Stack Overflow
I’m not a huge fan of karma-accumulation websites. You know what kind of site I mean: Other people can vote up or down your stories and comments, and you get points when you’re voted up, and lose points when you’re voted down. There are lots of these, each with their own scoring foibles: Digg and Reddit are two of the most well-known. Slashdot has done it for a while (in fact, I think they’re why I still call this concept “karma”). The concept is good: You limit the requirements for moderators by allowing users to essentially moderate each other. If a post or comment gets enough down votes, it might vanish. If a post gets a lot of up votes, it becomes more prominent. Fewer dedicated moderators generally means lower overhead costs and, in theory, a “fairer” moderation policy.
In practice, though, there are a lot of things to not like about these schemes. Accumulating points becomes an end in itself, which leads to posting a lot of simple or purposely-misrepresented posts (“whoring”). When points are used to control if your posts are seen at all, creating multiple sockpuppet accounts to vote up your own contributions (“gaming”) is inevitable. On the larger sites, an above-the-fold link can mean tens of thousands of hits; gaming then becomes a lucrative business. Preventing whoring and gaming through algorithms can work, but search engine optimizers are smart and tenacious. It’s a continuous arms-race.

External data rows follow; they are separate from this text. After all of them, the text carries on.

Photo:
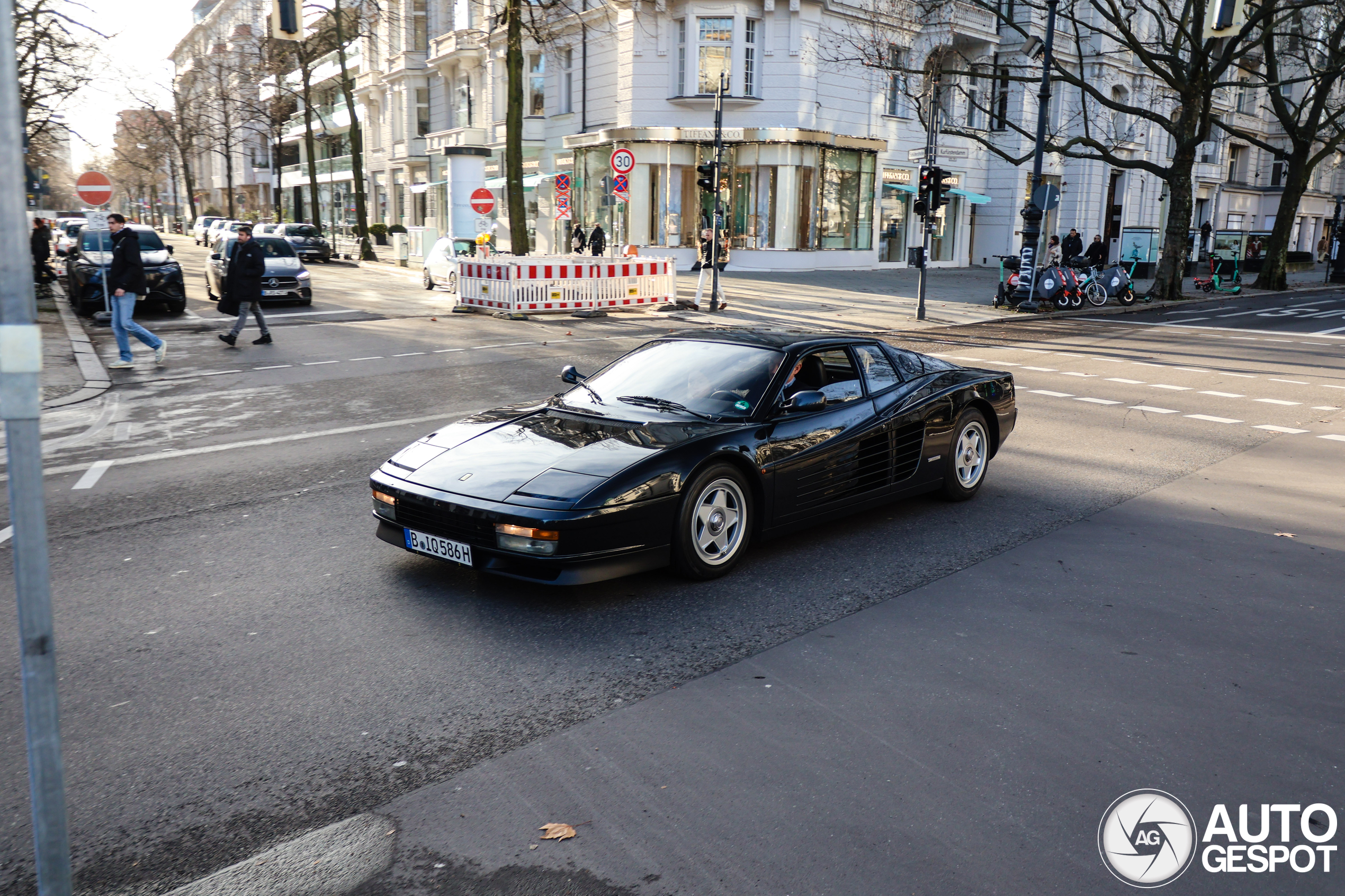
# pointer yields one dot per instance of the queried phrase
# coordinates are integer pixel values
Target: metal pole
(931, 150)
(1030, 214)
(21, 409)
(719, 206)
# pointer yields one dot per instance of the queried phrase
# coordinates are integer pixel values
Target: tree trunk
(514, 133)
(311, 146)
(357, 148)
(1273, 275)
(1172, 264)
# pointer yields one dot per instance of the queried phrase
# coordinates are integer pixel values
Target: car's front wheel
(715, 524)
(966, 469)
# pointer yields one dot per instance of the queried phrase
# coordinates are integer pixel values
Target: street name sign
(93, 187)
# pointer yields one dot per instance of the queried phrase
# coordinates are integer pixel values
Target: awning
(531, 182)
(975, 199)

Stack Overflow is a point (“reputation”) accumulating site that somehow works extremely well. At first glance, it is a simple programming question-and-answer forum where you gain reputation for answering questions and having those answers voted up or chosen as “correct” by the asker. But there’s a number of things I haven’t seen anywhere else that makes Stack Overflow excel where other sites struggle. The most obvious difference is that you are able to do more things as you gain reputation. You can’t even vote up questions or answers until you’ve received a couple of votes of your own, increasing the burden to entry for sockpuppets and gaming. Maybe more importantly, points accumulation isn’t single dimensional. Stack Overflow gives you badges for activities that are difficult to game, and displays your badge count right next to your reputation.
But there’s a bigger reason why this works on Stack Overflow. There’s no real benefit to gaming or whoring. Since the focus of the website is question-and-answer, instead of directing traffic to other websites, there’s almost no way to make a profit from having a question voted way up. And the relative smallness of the audience compared to some of the giants out there means that even if there was a way to turn a profit, focusing on other sites would still give you a better return. What’s left to be seen is if Stack Overflow can keep such a high signal-to-noise ratio as it continues to grow.